她道說,昨夜裏,張芒子鬼哭狼嚎的叫得那般凄厲駭人,但她拖了人去墳圈的時候,卻未瞧見一人出來探問情況,想來皆是被張芒子那一聲聲的‘有鬼’給吓住了。
這下倒是好了,她這小院,往後只怕是要更加幽靜了。
桐花啞然失笑,卻并未将此事放在心上,獨自用過飯食,桐花撿了兩個上午做好的筒狀燈籠,挑高了懸在院門檐上兩邊,正打算去睡個回籠覺的時候,一顆小石子,卻是穿過了籬笆,直接落到了院子裏。
桐花盯着腳邊的石子,愣了一下,轉瞬間,又一個石子扔在了離桐花不遠的地方,門外還隐隐傳來了說話聲。
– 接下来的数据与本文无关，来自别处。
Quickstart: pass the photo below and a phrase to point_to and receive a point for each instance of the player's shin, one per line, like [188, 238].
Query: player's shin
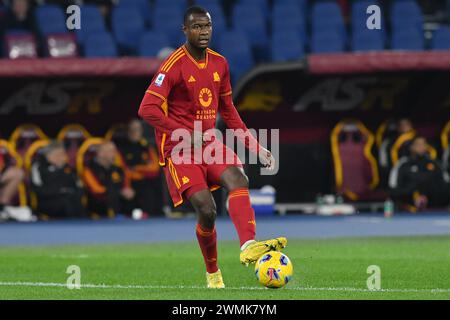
[207, 240]
[242, 214]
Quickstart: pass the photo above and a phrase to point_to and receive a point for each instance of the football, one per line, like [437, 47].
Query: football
[274, 269]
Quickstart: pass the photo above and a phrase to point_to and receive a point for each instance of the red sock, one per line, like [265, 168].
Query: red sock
[242, 214]
[207, 239]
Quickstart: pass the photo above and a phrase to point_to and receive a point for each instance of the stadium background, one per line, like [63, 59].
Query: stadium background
[299, 66]
[291, 70]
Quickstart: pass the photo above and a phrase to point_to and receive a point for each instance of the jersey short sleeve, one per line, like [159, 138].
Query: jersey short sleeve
[225, 84]
[163, 81]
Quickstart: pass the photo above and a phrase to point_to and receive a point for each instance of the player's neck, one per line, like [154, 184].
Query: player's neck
[198, 54]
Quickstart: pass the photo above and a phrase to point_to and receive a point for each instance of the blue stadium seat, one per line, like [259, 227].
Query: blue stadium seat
[50, 19]
[303, 4]
[327, 17]
[169, 22]
[359, 20]
[407, 39]
[406, 14]
[92, 22]
[367, 40]
[151, 42]
[169, 4]
[251, 21]
[218, 18]
[288, 16]
[142, 5]
[235, 46]
[327, 42]
[441, 39]
[206, 3]
[287, 45]
[128, 26]
[359, 12]
[100, 45]
[261, 4]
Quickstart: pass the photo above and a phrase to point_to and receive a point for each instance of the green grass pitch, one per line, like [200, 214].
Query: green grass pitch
[411, 268]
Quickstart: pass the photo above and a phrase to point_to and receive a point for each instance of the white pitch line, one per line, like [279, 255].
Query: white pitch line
[120, 286]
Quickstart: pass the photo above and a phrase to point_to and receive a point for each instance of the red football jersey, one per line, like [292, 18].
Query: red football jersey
[184, 90]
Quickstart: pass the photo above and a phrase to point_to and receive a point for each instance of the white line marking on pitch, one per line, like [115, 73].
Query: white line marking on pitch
[120, 286]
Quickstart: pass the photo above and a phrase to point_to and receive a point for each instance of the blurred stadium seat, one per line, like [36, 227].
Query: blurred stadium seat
[263, 5]
[116, 132]
[218, 21]
[73, 135]
[20, 45]
[407, 39]
[289, 17]
[251, 20]
[406, 14]
[441, 39]
[401, 145]
[151, 43]
[87, 152]
[327, 17]
[100, 45]
[35, 151]
[327, 42]
[169, 4]
[50, 19]
[143, 6]
[236, 47]
[366, 40]
[128, 26]
[9, 157]
[168, 20]
[355, 167]
[24, 135]
[61, 45]
[287, 45]
[206, 3]
[93, 22]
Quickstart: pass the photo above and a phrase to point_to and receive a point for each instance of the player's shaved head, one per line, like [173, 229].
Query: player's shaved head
[188, 14]
[197, 28]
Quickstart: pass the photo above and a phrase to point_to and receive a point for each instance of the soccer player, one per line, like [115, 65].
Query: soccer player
[193, 84]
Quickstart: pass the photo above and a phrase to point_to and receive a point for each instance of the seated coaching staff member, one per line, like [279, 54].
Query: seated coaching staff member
[141, 161]
[418, 181]
[109, 192]
[56, 185]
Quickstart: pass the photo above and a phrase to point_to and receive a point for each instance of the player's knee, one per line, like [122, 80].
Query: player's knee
[238, 180]
[208, 211]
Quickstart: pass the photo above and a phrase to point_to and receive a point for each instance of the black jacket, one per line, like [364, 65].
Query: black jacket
[48, 180]
[417, 174]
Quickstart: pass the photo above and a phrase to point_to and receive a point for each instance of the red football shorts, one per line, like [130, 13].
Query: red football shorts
[185, 179]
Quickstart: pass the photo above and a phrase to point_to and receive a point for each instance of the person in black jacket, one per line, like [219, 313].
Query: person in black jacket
[141, 164]
[109, 190]
[56, 186]
[418, 181]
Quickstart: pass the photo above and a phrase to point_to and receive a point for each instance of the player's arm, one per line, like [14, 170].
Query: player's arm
[233, 120]
[154, 108]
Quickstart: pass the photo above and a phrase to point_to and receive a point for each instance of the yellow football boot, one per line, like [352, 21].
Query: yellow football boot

“狗娃子,你別扔了,要是惹了裏面的鬼物生氣,小心晚上到你床邊來勾你魂。”
“張蛋,你有膽,那就自個兒進去喊年呗!”
“別,我可不敢!要不咱們還是走吧,這裏怪瘆得慌的。”
“要走你走,等下我要了糖,你可別流口水。”
細細索索的聲音,倒是讓桐花聽明白了是怎麽回事,這外頭來的幾個娃子,想來是要跟她喊年讨要糖果,卻不敢入屋,這才做了這扔石子的事。
桐花失笑,端了擱在桌上的糖果,便開了院門。
‘吱’的一聲門響,門外的竊竊私語聲,頓時戛然而止,瞧見了桐花,愣了一下,有膽小的更是後退了兩步,藏在了前邊人身後。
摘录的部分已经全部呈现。